La difficulté d’accès aux soins pour les propriétaires d’animaux va croissante, et l’une des raisons est le coût de ces soins. Entre 1998 et 2011, les animaux qui ne recevaient pas de soins vétérinaires aux États-Unis est passé de 32% à 45% pour les chats et de 15% à 19% pour les chiens.

En tant que vétérinaire, les propriétaires opposent fréquemment un frein financier aux soins proposés, particulièrement en urgence où les coûts peuvent rapidement grimper. Une étude a montré que plus de la moitié (57%) des vétérinaires rapportaient rencontrer au moins une fois par jour des propriétaires limités financièrement, impactant la qualité de soins prodigués à leurs patients.
Les limitations financières des propriétaires (et le défaut de qualité de soins perçu) constitue l’un des principaux contributeurs au burn-out dans une étude de 2017 portant sur plus de 1 100 vétérinaires américains et canadiens.

Des solutions existent déjà et se développent de plus en plus : facilités de paiement, mutuelles pour animaux, médecine solidaire.

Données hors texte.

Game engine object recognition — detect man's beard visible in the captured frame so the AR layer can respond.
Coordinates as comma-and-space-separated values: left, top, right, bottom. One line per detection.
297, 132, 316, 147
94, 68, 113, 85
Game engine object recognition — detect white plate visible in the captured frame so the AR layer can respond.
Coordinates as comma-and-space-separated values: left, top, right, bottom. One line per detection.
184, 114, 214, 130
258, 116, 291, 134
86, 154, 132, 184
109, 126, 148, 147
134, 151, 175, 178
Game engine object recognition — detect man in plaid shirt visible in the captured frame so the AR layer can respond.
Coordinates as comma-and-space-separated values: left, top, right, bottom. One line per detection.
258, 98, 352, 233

Aussi, une manière d’appréhender ces cas peut tenir dans leur gestion globale : parlons du Spectre De Soin !

Le "Spectre De Soin"

Le Spectre De Soin (Spectrum Of Care en anglais ou, pour les intimes : SOC) est une notion encore relativement inconnue en France, bien que fréquemment pratiquée. Mais qu’est-ce-que c’est concrètement ?

Qu'est-ce-que le Spectre De Soin ?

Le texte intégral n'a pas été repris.